September's First Friday
is a tough call. A big street party at 19th and Locust is ready to draw your attention, but so is the opening of M.A. Alford
's last major showing of work under that persona. Like Gerhard Richter, he's marking the transition with fire. Selections from the nearly 1,000 works the artist "left behind" (the exhibition is being pimped as a show by "the late" Alford, curated by his "twin brother," Mark Allen; uh, he's alive, and there's no twin) include photographs, paintings, videos and sculptures, and everything that doesn't sell this month goes up in flames in a ceremony. It's at Beggar's Table
- site of Alford's first solo show before the gallery moved to 2010 Baltimore.
On a lighter note, an actual set of twin brothers shows together for the first time at Alpha Gallery
(2014 Main). Ben and Matthew Hawkins are known, respectively, for quirky sculptures of found objects and for small-run 3-D shadowbox paper sculptures that take on pop-culture staples such as zombies, beer and baseball.
Over at Red Star Studios' ceramic gallery (the one at Belger Crane Yard Studios
, 2011 Tracy), resident artists Jo Kamm and Keira Norton show off the fruits of their 24 months there. In video and live, Kamm dares to join up with Kansas City's juggling community Friday. That's right - they're going to throw around highly breakable handcrafted sculptures. Norton's work is a quiet contrast of meditative and provocative explorations of the eerie folk creature known as El Encantado ("enchanted one"). Like an Amazon river dolphin fairy, rumored to appear suddenly and seductively, taking female victims away in the night, this creature is Norton's muse, and she renders it beautifully.

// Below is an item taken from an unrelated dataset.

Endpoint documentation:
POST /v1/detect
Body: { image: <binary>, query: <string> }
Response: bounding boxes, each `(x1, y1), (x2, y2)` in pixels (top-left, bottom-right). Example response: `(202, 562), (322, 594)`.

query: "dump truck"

A number of international artists debut work Friday in Kansas City. Lei Yan, a former Chinese Liberation Army member, is at Todd Weiner Gallery
(115 West 18th Street). The Kansas City Artists Coalition
(201 Wyandotte), which still has the show Islamic Exchange on view, opens a ceramic exhibition by Carmen Riu de Martin, who is from Spain and has been the coalition's international artist-in-residence. Hilliard Gallery (1820 McGee), in conjunction with the Norman Arts, brings us Entre Huellas y Arenas, a collection of 37 bold photographs - horses! - by Peruvian artists Sandra Cannock Graña and Alejandra Iturrizaga.
John Lamberton, the senior collections photographer for the Nelson-Atkins Museum of Art's imaging services department (and an adjunct professor at Johnson County Community College), is a KC native who graduated from the Kansas City Art Institute the year the first digital "photograph" was made. At City Ice Arts
(2015 Campbell), he shows us his latest work, which is an evolution past holographic imaging. The knock-your-eyes-out, 3-D-type process, called ChromaDepth, uses more accessible technology than holography. Slip on a pair of special viewing glasses and visually get into his Spatial Studies.